On the Gore road today my Chihuahuas and I met a large snapping turtle who was basking in the sun, and no doubt, also soaking up the warmth from the asphalt. When I heard the truck barreling towards us I put up my hands and pointed to the poor animal as I stood in the middle of the road. The truck was forced to stop as I encouraged the enormous, probably 100 year old turtle to return to the pond. As he slipped into the water, I felt a sense of great accomplishment! I had seen him peering at me with coal black eyes and believed he knew that I was trying to help him.

Two months pass quickly; summer in Maine is a brief interlude but I am ready for the changes that I am already seeing, the golden light, the deepening shadows, the grasses turning to wheat, the first scarlet leaves, wild cherries dropping yellowing leaves, apples that thump beneath my window, and my eventual return to Abiquiu…

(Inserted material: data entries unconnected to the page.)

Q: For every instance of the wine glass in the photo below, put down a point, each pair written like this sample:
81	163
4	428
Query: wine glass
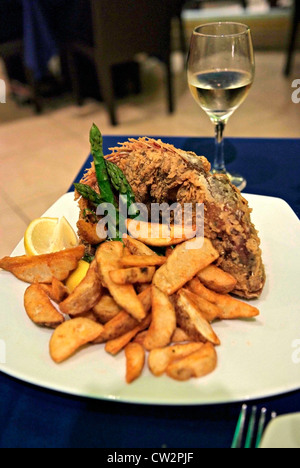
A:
221	70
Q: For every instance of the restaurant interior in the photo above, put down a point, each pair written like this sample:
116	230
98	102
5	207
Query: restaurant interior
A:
52	121
66	64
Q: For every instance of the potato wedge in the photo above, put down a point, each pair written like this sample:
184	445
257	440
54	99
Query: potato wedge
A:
192	321
216	279
119	325
209	310
183	264
136	247
115	346
86	295
109	256
39	308
180	336
42	268
230	307
160	358
135	361
142	261
158	235
140	337
106	309
59	291
133	275
163	322
72	335
200	363
123	322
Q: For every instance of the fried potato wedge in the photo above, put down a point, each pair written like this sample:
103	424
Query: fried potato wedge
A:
115	346
86	295
59	291
135	361
88	232
192	321
159	235
142	261
160	358
216	279
133	275
39	308
119	325
109	256
200	363
72	335
42	268
123	322
136	247
163	322
106	309
209	310
179	336
183	264
230	307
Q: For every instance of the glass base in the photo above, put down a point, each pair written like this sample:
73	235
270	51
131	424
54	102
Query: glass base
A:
235	179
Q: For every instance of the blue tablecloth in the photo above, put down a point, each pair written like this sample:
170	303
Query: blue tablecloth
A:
34	417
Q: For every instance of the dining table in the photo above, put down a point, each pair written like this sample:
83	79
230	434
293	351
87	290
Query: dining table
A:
38	416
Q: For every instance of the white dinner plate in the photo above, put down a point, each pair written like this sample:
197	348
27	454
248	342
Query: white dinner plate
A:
257	358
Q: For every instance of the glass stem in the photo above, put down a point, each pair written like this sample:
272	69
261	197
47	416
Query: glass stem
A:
219	163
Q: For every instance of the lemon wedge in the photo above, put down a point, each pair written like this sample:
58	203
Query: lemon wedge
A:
77	276
48	235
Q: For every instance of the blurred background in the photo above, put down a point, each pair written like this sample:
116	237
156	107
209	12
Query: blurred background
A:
121	64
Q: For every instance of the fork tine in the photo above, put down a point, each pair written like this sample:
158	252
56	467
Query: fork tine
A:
238	435
261	426
251	427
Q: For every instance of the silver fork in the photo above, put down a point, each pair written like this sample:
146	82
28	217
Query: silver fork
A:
250	436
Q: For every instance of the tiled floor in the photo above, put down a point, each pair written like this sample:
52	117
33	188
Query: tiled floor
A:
40	155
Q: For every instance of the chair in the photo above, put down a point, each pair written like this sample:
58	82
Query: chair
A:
121	30
12	46
16	48
293	37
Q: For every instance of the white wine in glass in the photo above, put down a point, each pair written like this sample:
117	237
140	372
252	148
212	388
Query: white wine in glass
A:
221	70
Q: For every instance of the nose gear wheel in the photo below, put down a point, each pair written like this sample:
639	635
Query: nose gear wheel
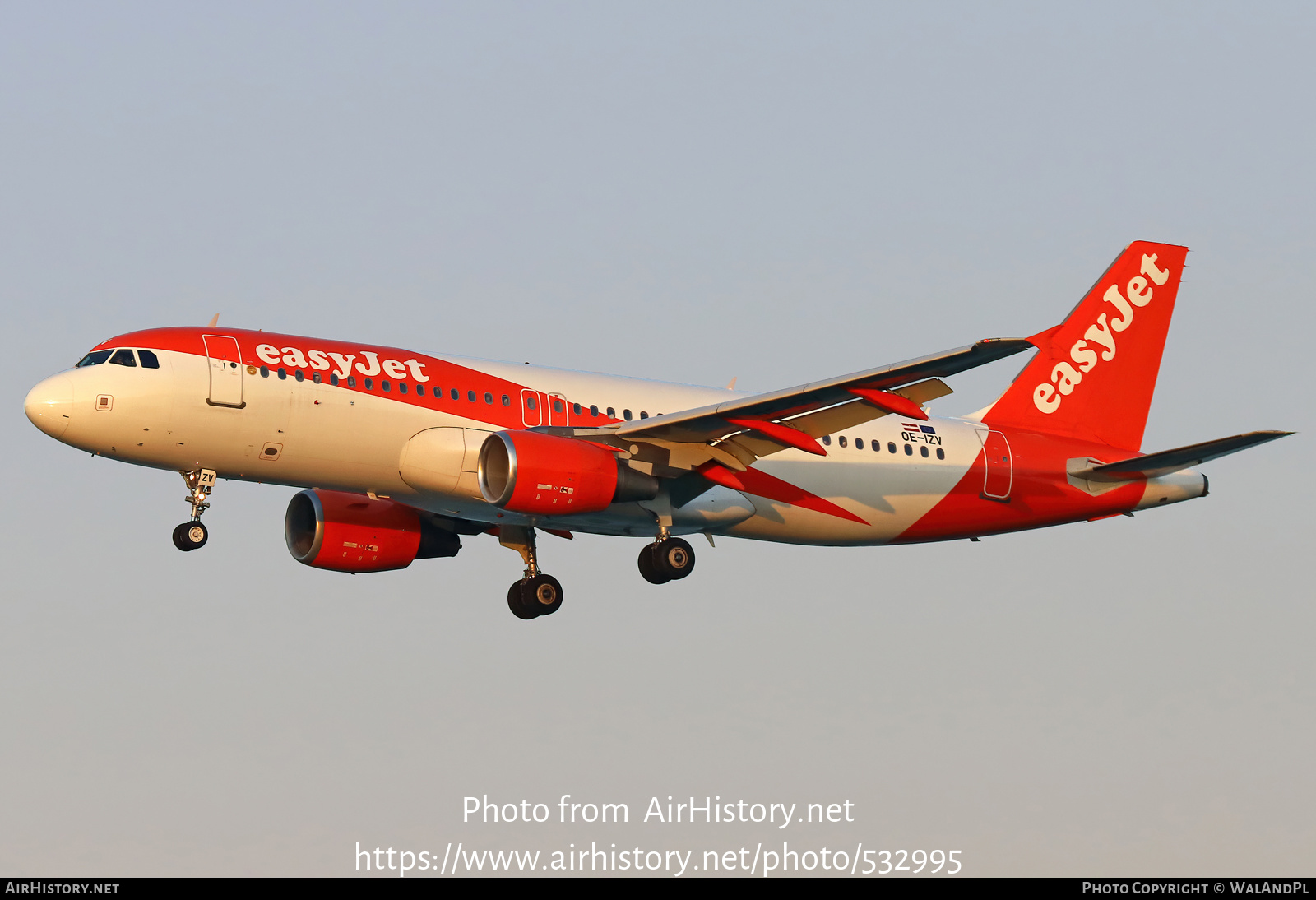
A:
191	535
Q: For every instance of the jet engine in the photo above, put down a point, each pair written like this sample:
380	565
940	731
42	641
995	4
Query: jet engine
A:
352	533
541	474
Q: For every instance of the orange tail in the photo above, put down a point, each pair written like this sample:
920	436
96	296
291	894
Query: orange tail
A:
1094	375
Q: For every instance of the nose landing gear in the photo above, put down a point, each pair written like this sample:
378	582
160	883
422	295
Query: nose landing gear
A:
191	535
536	594
666	559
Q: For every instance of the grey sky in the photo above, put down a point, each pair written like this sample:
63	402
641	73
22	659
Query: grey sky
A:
694	193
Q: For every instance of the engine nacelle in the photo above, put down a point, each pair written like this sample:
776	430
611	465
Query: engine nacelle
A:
352	533
541	474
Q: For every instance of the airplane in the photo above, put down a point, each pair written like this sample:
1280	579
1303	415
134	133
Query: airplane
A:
401	454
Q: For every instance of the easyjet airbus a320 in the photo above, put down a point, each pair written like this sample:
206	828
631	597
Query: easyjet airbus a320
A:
401	454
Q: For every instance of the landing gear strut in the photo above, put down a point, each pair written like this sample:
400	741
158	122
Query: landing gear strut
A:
191	535
536	594
666	559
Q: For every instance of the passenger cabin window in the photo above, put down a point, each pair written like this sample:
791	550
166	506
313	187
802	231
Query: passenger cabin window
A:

I am ready for everything except the beginning of the bear hunt, wishing that somehow local folk could be educated out of this idea that we need to keep on killing these last icons of the forest, our very intelligent, normally non aggressive, tree loving bears. If a bear becomes aggressive the question we need to be asking is who hurt that animal because as many Independent bear researchers know, (unbiased researchers not associated with the Maine Department of Inland Fisheries and Wildlife that is backed by the National Rifle Association) bears have to be taught to fear humans. Bears have amazing memories. Once a bear has been shot at or threatened by hounding dogs it becomes frightened and appears aggressive. We need to begin to interpret a terrified bear’s bluff behavior in terms of the bear’s fear and not our own.

I am finishing this narrative on a lovely cool fall –like day, listening to golden apples still thumping as they hit the ground even as I peer out at three red deer who are grazing below Roy’s apple tree just outside my window. When the spotted fawn finally joined its mother and aunt, I couldn’t help thinking how the wheel of the year keeps turning towards a young one’s new life.